She shook her head, and he let the matter drop, but did pause to offer his arm. She took it.

When they at last went through the doors that the keykeeper held open for them, they found most of the village gathered at their steps.

“Lady!” Corinna said, her voice a rather hoarse shout.

She was dressed in the daywear of a busy, village headwoman, and her sun-lined, darkened skin was covered in a fine mist of wood dust and dirt.

Lady Elseth surveyed the crowd quietly. “What has happened, Corinna?” she asked at last.

“We've brought another robed intruder. He came with no papers and no letters, and we thought it best you dealt with him.”

“I... see.” Lady Elseth had turned a very becoming shade of white. Unconsciously, she put an unadorned hand to her throat as she searched the crowd more thoroughly. Then the color returned to her cheeks in a blush. “You've done well,” she said, her voice so faint it could barely be heard. “But I believe all is as it should be. Have the men release him.”

Corinna raised a peppered brow. “You're sure?”

“Yes,” Elsabet said, her voice, if possible, weaker. “I had a summons that has been answered rather earlier than I thought possible.” She was furious with herself for the oversight. “You haven't—he hasn't been hurt, has he?”

The tightly knotted crowd pulled back, and the intruder in question, a slender reed of a man in rather wrinkled traveling clothing, was given leave to speak for himself.

“No,” he said wryly. “He hasn't.”

Stephen felt Elsabet sag against his arm in relief. He, too, felt some relief—but that was understandable. One did not anger the mage-born often and survive it. Or so legend said.

This particular mage did not even look annoyed, although his smile was perhaps a bit thin at the edges. “I give my apologies for arriving without the proper seals and writs, Lady.” He bowed, low, to her, and then to the amazement of all, also bowed courteously to the head-woman. She frowned at this and turned her back.

“Well?” she asked the waiting crowd. “What are you all hanging about doing nothing for? You heard the Lady—she's safe enough. Get back to work!” For good measure, and as an emphasis to the command, she whacked the nearest strong-arm on the side of his bronzed face.

Nobody argued with her, just as nobody argued with Lady Elseth—but it was always a wonder to Stephen how two such powerful women could carry themselves so completely differently. The villagers trickled away until only the mage was left standing at the foot of the Elseth steps.

“Where is Gilliam?” Lady Elseth whispered to Stephen.

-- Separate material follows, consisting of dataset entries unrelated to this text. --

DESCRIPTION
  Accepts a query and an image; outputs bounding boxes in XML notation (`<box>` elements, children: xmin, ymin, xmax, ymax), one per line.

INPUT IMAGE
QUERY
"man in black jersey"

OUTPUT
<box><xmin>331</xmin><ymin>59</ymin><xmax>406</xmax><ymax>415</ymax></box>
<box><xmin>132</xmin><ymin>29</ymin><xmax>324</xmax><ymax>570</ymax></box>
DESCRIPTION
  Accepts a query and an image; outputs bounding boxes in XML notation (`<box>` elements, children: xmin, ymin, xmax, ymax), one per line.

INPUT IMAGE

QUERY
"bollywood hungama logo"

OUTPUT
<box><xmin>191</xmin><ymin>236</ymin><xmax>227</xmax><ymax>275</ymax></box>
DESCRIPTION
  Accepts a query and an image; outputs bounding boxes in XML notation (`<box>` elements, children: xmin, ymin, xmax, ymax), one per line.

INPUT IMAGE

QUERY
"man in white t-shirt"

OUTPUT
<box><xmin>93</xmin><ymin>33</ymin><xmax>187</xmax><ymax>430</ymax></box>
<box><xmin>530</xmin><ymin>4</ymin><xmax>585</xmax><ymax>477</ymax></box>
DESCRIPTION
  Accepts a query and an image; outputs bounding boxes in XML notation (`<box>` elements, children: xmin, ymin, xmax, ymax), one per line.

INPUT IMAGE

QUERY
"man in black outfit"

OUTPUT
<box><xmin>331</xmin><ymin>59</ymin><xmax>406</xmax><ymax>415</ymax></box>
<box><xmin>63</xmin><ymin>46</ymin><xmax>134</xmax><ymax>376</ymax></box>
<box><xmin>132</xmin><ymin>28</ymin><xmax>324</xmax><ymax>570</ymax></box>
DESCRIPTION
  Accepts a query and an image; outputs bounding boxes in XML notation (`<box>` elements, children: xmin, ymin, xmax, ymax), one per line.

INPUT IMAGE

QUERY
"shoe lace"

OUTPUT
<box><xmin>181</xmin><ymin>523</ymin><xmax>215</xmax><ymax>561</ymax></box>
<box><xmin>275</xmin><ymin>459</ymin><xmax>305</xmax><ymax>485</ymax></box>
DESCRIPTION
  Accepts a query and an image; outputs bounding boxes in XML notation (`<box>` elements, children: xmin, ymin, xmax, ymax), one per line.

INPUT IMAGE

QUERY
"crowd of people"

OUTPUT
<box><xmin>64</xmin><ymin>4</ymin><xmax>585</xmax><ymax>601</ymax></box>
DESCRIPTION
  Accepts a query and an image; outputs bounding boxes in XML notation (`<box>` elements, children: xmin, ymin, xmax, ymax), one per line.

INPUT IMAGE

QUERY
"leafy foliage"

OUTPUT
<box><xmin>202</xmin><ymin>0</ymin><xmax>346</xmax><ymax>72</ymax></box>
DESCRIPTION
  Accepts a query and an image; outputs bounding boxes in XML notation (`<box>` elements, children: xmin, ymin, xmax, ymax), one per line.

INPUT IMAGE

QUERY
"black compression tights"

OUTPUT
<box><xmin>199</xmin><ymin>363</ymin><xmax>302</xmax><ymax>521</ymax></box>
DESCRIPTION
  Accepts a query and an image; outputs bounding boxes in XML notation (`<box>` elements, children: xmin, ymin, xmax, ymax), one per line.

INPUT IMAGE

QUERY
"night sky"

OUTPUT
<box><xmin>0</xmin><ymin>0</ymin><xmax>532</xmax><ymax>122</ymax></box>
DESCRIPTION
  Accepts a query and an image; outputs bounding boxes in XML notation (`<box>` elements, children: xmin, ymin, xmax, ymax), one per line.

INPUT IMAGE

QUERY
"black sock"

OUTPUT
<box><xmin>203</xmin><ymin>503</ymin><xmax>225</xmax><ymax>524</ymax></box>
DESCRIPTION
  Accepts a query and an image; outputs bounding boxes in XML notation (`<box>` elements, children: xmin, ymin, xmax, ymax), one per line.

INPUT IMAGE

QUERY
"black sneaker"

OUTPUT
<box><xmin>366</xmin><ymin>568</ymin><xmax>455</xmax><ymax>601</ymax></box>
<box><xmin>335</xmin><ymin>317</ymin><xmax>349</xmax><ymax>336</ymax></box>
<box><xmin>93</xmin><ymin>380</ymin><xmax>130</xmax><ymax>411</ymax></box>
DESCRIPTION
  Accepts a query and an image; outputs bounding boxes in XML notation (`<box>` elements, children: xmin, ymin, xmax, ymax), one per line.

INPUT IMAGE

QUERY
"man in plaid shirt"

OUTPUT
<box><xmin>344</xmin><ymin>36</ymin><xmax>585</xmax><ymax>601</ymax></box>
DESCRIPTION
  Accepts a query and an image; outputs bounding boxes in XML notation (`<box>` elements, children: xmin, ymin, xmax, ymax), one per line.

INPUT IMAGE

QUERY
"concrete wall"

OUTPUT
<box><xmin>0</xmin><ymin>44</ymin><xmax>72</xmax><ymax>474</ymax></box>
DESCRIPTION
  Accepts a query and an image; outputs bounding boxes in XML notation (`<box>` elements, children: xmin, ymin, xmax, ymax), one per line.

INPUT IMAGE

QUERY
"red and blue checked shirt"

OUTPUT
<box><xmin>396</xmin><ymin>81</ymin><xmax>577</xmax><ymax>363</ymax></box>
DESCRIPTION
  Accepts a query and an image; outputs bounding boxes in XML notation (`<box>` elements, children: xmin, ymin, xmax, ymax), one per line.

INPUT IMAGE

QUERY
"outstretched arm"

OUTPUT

Stephen rolled his eyes. “Out running the dogs.”

“The girl?”

“With him.” He started to speak, and then shook his head. He did not want to discuss his Hunter, and his Hunter's situation, in front of a stranger.

“I see.” She turned back to the member of the Order of Knowledge. “Please accept my apologies—”

“Zareth. Call me Zareth if you don't consider that to be too informal.” He bowed again, brushing his dark hair from his face as he straightened. In the light, the medal-lion that swung against his brown tunic glinted perfectly clearly; the quartered circle was obvious, although the elements each quarter contained could only be imagined.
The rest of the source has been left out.